NO DIVÃ O analista Antônio e Marcos: hiato de seis meses em 16 anos de terapia

Toda separação é dolorosa. Seja entre amigos, namorados, casais, amantes ou até mesmo colegas de trabalho. Mas há um vínculo que pode ser um dos mais difíceis de desfazer: a relação entre paciente e analista, que muitas vezes dura mais do que um casamento. O terapeuta não é amigo, pai, mãe ou irmão, mas conhece mais da intimidade do cliente do que qualquer outra pessoa. No consultório, segredos e medos são partilhados, e, como em toda relação, também ocorrem conflitos. "Fiquei revoltado quando a minha analista disse que eu tinha uma visão infantil do mundo. Saí do consultório dizendo que não ia voltar mais. Levei cinco anos de terapia para perceber que ela tinha razão", conta Paulo Becare Henrique, há cinco anos em tratamento. "Estou trabalhando aos poucos a idéia de me desligar dela e andar com as próprias pernas, mas sei que não vai ser fácil."

Em muitos casos, os longos anos de análise são decorrentes de uma profunda relação de intimidade. É o caso do engenheiro Marcos Melo, 52 anos, que sofre de depressão e faz terapia há 16 anos com Antônio Sérgio Pereira. "Não me imagino com outro analista.

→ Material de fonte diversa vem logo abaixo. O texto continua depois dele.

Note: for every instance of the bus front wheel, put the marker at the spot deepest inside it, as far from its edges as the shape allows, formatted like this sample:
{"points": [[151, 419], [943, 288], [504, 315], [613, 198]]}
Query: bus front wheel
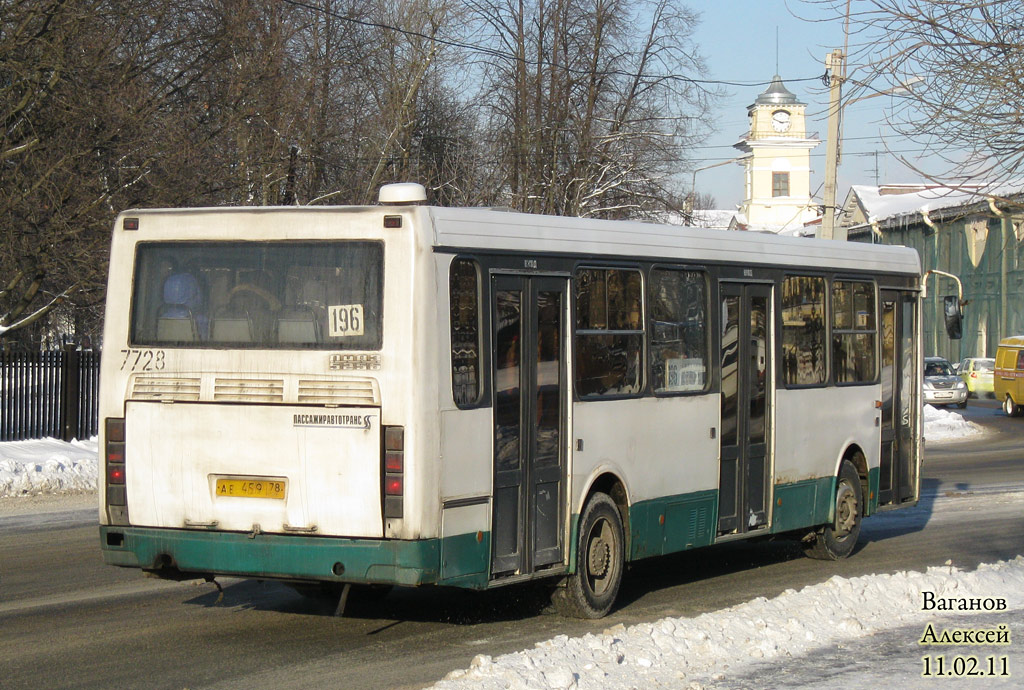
{"points": [[838, 538], [600, 560]]}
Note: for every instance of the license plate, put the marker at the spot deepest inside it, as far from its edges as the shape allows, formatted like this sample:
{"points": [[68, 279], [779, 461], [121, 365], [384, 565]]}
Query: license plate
{"points": [[253, 487]]}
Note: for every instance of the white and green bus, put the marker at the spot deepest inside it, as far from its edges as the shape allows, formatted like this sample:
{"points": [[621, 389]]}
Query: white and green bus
{"points": [[412, 395]]}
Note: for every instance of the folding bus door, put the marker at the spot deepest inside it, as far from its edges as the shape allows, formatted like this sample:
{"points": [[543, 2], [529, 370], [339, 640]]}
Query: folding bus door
{"points": [[528, 371]]}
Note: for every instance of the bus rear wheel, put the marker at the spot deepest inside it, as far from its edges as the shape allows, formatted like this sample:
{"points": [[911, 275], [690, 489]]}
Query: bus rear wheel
{"points": [[600, 560], [838, 540]]}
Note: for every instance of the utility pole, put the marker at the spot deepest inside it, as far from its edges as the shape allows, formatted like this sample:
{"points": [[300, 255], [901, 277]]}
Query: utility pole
{"points": [[835, 63]]}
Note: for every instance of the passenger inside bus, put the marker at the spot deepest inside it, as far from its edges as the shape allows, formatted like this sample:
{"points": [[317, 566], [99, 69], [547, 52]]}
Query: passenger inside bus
{"points": [[182, 316]]}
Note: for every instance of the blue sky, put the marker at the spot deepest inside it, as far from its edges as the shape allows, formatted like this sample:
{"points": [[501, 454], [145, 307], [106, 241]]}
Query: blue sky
{"points": [[737, 39]]}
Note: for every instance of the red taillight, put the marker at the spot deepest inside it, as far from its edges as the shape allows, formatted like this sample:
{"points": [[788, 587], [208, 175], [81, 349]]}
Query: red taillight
{"points": [[394, 468], [392, 485], [114, 453]]}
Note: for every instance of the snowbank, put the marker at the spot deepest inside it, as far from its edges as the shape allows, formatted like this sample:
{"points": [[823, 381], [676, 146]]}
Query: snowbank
{"points": [[943, 425], [47, 466], [687, 652]]}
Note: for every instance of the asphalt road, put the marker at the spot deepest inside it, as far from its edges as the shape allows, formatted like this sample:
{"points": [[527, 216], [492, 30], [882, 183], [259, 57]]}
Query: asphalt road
{"points": [[67, 620]]}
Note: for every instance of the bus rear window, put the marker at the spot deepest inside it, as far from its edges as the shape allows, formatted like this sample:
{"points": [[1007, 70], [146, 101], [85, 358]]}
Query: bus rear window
{"points": [[276, 295]]}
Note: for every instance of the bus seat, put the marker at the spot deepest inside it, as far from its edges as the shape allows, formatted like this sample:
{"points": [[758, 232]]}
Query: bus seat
{"points": [[298, 325], [176, 318], [175, 325]]}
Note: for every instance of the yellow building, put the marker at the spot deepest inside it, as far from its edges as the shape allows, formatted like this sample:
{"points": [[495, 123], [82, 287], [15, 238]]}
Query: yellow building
{"points": [[777, 164]]}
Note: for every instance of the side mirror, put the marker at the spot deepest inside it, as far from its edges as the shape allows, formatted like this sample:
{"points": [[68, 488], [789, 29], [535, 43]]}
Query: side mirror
{"points": [[954, 316]]}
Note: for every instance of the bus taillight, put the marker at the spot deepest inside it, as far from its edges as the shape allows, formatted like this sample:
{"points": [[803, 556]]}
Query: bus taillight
{"points": [[394, 467], [114, 450]]}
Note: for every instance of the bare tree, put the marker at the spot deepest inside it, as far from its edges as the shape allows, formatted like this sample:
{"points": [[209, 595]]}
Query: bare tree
{"points": [[79, 81], [956, 72], [595, 102]]}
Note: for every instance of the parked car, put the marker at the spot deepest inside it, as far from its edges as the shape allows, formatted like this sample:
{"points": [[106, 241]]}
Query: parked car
{"points": [[1008, 384], [977, 374], [942, 386]]}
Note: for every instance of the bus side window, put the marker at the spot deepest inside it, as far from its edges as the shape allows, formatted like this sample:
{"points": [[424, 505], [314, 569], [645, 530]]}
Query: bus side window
{"points": [[678, 331], [608, 332], [853, 332], [464, 296], [804, 331]]}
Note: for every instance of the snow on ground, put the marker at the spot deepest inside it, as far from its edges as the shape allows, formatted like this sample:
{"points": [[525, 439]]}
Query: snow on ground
{"points": [[47, 466], [944, 425], [749, 639]]}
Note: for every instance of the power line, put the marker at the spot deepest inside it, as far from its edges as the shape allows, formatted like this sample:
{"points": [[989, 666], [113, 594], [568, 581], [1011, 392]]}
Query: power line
{"points": [[493, 52]]}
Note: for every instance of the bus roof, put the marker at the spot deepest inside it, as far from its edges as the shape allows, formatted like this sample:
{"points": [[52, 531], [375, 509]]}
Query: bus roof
{"points": [[482, 228], [479, 228]]}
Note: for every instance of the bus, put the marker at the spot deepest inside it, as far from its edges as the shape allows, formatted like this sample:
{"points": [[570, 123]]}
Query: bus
{"points": [[410, 395]]}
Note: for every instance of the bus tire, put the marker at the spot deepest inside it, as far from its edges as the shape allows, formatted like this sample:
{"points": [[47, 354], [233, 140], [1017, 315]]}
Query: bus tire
{"points": [[600, 560], [838, 540]]}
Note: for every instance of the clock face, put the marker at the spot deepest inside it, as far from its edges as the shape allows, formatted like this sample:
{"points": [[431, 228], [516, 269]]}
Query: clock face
{"points": [[780, 121]]}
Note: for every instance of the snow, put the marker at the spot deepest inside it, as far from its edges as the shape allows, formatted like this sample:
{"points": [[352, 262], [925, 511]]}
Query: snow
{"points": [[742, 646], [895, 200], [692, 653], [943, 425], [47, 466]]}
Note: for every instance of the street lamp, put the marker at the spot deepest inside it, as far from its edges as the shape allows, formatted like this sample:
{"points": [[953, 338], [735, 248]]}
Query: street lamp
{"points": [[835, 62]]}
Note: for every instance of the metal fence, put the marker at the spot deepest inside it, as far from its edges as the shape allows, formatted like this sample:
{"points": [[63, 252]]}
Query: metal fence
{"points": [[51, 393]]}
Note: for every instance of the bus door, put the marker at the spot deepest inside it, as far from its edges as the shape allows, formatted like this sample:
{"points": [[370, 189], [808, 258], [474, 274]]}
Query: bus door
{"points": [[896, 465], [745, 385], [529, 384]]}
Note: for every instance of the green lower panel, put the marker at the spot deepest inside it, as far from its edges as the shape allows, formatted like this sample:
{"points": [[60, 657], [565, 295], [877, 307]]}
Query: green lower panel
{"points": [[466, 560], [673, 523], [871, 500], [278, 556], [803, 504]]}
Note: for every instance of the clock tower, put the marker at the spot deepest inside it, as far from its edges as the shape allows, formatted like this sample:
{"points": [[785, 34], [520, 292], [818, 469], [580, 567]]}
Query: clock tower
{"points": [[776, 163]]}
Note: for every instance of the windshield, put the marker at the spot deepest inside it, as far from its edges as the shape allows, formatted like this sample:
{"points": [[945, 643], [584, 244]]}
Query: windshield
{"points": [[278, 295], [938, 369]]}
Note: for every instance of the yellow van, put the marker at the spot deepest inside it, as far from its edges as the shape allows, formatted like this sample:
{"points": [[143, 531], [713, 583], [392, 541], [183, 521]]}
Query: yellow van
{"points": [[1008, 383]]}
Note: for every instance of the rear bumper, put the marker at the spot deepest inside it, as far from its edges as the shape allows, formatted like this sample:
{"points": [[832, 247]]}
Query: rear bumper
{"points": [[272, 556]]}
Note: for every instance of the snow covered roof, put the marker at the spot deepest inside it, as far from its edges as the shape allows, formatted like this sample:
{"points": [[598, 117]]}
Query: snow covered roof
{"points": [[717, 218], [776, 94], [794, 229], [888, 203]]}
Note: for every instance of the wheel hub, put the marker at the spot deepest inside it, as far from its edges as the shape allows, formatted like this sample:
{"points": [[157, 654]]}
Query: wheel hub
{"points": [[599, 557], [846, 510]]}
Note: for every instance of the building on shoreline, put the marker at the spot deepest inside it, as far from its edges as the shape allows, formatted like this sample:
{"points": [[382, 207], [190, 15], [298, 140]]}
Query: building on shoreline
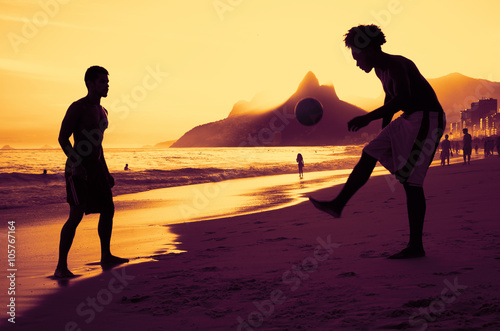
{"points": [[482, 119]]}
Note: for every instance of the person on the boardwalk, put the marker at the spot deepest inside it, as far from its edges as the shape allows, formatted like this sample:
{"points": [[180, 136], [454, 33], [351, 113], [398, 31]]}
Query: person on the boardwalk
{"points": [[406, 146], [300, 163], [467, 146], [88, 181], [445, 150]]}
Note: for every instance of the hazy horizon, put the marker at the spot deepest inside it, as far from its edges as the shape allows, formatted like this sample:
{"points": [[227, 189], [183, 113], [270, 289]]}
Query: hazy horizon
{"points": [[198, 61]]}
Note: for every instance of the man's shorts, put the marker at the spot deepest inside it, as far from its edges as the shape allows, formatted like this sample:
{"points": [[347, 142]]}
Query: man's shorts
{"points": [[407, 145], [92, 192]]}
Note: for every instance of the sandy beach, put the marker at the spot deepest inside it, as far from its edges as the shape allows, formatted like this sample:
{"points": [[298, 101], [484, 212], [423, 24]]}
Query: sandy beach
{"points": [[295, 268]]}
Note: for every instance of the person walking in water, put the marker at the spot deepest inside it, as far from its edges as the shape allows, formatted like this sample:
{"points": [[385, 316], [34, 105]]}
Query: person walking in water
{"points": [[88, 181], [300, 162], [405, 146]]}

Teria que começar do zero e contar a minha vida toda de novo." Há dois anos, Marcos precisou se dedicar mais ao trabalho e interrompeu a análise por seis meses, mas logo sentiu falta. "Não fiquei bem e percebi um aumento nas minhas oscilações de humor sem as sessões. Com a terapia, fico mais estável." E o apego ao processo não é unilateral. O analista também sente falta do paciente e não está imune a um envolvimento emocional. "Eles deflagram na gente questões internas. Ninguém é analista sozinho. É um jogo em que nenhum dos dois sabe ao certo o que vai acontecer. É uma grande aventura", avalia a psicanalista Marli Piva.

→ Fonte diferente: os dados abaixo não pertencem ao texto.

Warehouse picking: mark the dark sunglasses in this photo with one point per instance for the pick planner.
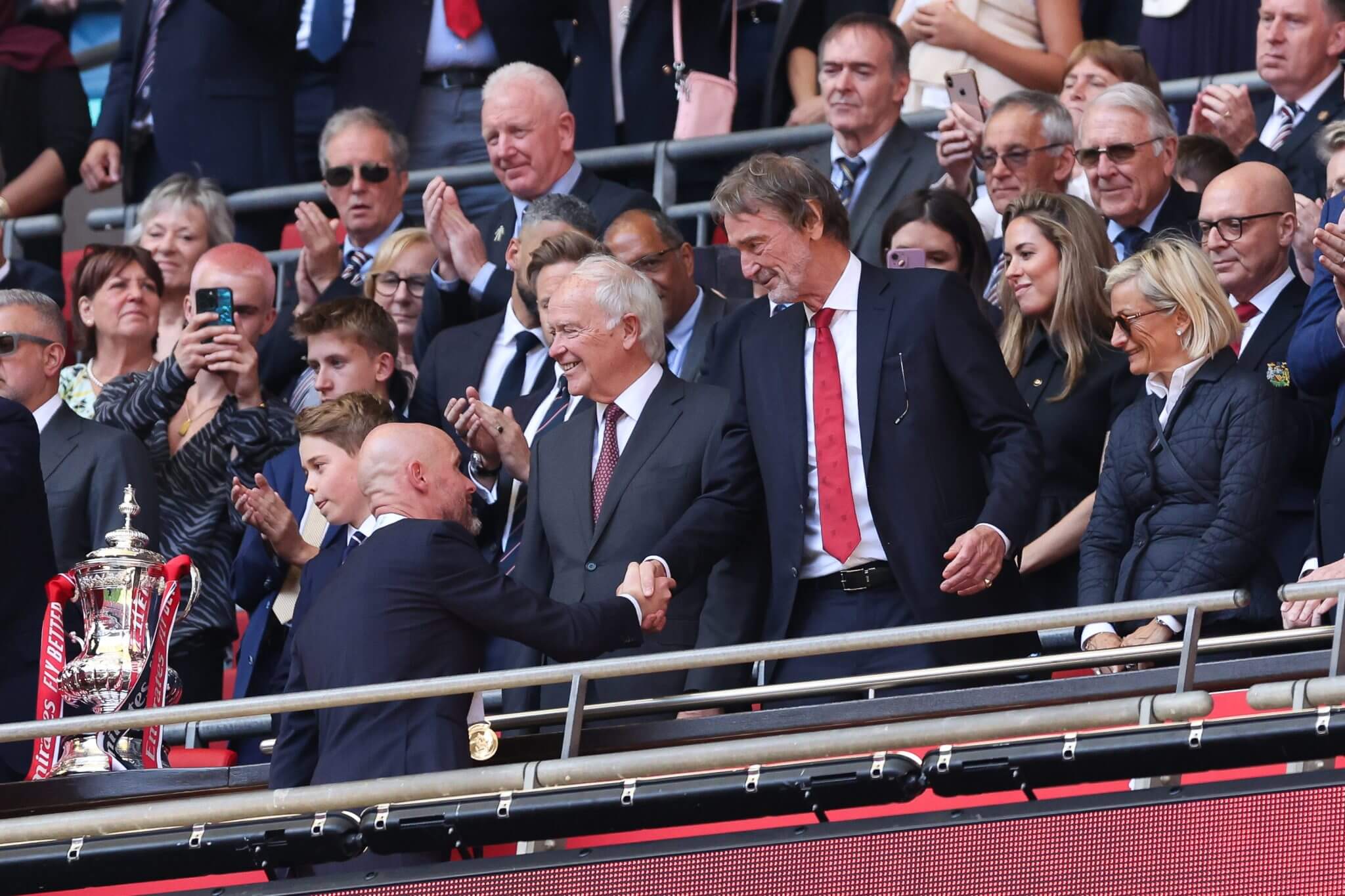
(10, 341)
(342, 175)
(1116, 152)
(1015, 158)
(1231, 228)
(1124, 322)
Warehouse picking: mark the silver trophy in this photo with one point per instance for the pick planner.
(119, 589)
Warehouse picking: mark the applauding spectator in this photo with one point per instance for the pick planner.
(118, 297)
(205, 419)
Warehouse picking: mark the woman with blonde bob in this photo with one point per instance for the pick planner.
(1188, 486)
(1056, 326)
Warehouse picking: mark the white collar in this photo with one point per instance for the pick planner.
(1269, 293)
(681, 333)
(372, 247)
(46, 412)
(868, 154)
(636, 395)
(564, 184)
(1309, 98)
(1147, 224)
(845, 295)
(1155, 386)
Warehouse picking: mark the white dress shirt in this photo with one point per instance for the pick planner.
(1305, 102)
(868, 154)
(1170, 393)
(502, 352)
(1147, 226)
(46, 412)
(1264, 300)
(681, 335)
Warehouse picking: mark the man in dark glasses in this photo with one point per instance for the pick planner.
(1129, 150)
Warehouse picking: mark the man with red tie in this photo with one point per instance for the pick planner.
(896, 463)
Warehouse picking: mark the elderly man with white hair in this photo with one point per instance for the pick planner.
(609, 481)
(1128, 148)
(529, 133)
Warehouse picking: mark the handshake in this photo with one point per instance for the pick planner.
(649, 586)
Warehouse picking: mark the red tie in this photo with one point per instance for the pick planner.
(463, 16)
(1245, 310)
(835, 500)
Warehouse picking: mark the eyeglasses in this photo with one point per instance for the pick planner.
(341, 175)
(1125, 322)
(10, 341)
(1116, 152)
(387, 282)
(1231, 228)
(1015, 158)
(650, 264)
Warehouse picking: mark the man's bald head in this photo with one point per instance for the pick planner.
(412, 469)
(246, 272)
(1247, 218)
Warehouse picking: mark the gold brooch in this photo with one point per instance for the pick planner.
(482, 740)
(1277, 373)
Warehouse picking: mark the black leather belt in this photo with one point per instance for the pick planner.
(873, 575)
(447, 78)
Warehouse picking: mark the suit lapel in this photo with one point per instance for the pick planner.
(872, 335)
(62, 437)
(657, 419)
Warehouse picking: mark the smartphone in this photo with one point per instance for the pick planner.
(906, 258)
(221, 301)
(963, 92)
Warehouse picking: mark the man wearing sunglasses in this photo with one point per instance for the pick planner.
(1247, 227)
(1129, 150)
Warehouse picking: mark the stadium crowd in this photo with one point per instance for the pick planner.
(1110, 366)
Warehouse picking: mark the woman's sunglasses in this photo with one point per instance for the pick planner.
(342, 175)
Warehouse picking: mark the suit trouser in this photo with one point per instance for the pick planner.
(820, 612)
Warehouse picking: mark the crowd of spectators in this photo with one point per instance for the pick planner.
(1122, 377)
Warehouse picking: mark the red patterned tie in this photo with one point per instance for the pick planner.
(607, 457)
(1245, 310)
(835, 500)
(463, 16)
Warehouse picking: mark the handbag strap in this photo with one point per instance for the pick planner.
(680, 61)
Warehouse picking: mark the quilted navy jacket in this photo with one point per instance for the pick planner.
(1160, 532)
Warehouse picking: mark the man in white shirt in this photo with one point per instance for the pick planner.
(1298, 49)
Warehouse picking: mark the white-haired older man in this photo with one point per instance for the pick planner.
(608, 482)
(529, 133)
(1129, 150)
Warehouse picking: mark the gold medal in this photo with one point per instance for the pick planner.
(482, 740)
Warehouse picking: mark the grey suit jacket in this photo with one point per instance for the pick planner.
(85, 469)
(666, 464)
(906, 164)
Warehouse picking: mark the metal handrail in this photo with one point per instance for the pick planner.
(588, 770)
(634, 666)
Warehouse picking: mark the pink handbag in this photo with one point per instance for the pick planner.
(705, 102)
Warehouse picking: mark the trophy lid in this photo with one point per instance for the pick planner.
(127, 543)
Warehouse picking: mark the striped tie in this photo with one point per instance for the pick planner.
(553, 417)
(1289, 110)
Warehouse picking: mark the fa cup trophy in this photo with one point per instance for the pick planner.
(129, 597)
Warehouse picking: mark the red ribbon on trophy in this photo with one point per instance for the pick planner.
(61, 590)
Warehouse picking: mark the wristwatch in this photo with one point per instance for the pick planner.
(478, 465)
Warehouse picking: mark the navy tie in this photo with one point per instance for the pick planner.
(512, 385)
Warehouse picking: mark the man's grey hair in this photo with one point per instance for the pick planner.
(185, 191)
(621, 291)
(365, 117)
(1136, 98)
(562, 207)
(533, 77)
(1331, 140)
(1057, 127)
(53, 320)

Às vezes, a análise promove tantas mudanças positivas na vida do paciente que a relação com o terapeuta beira a dependência. "Não consigo me imaginar tomando nenhuma decisão sem ele", afirma Paulo Moreno, 28 anos, gerente de recursos humanos. Há cinco anos, quando começou a freqüentar duas sessões por semana, o seu desafio era adaptar a sua maturidade às oportunidades profissionais que surgiam. Os conflitos mudaram, mas o vínculo com o terapeuta se manteve, e, a cada semana, Paulo levanta novas questões na sessão. "Na terapia, há sempre um novo desafio. Desde que comecei, tudo mudou para melhor. Tripliquei meu salário, mudei de emprego, comecei a namorar, enfim, prosperei", comenta ele, que não falta a nenhuma sessão.

Alguns profissionais são contrários ao longo "casamento" entre terapeuta e paciente. É o caso da psicoterapeuta Maura de Albanesi, que aposta na eficácia do rodízio de analistas e no tempo máximo de permanência de dois anos com o mesmo cliente. "Acima deste período, a pessoa cria uma dependência, vira uma conversa de comadre e o profissional já não tem como abastecer o paciente. O terapeuta também atinge o seu limite", defende. A administradora Sônia Andrade Mendonça, 58 anos, confirma a tese. Ela faz terapia há 18 anos e mudou três vezes de analista. "Chega um momento em que o processo se esgota. A gente precisa cortar o vínculo e procurar outra pessoa para renovar as nossas questões."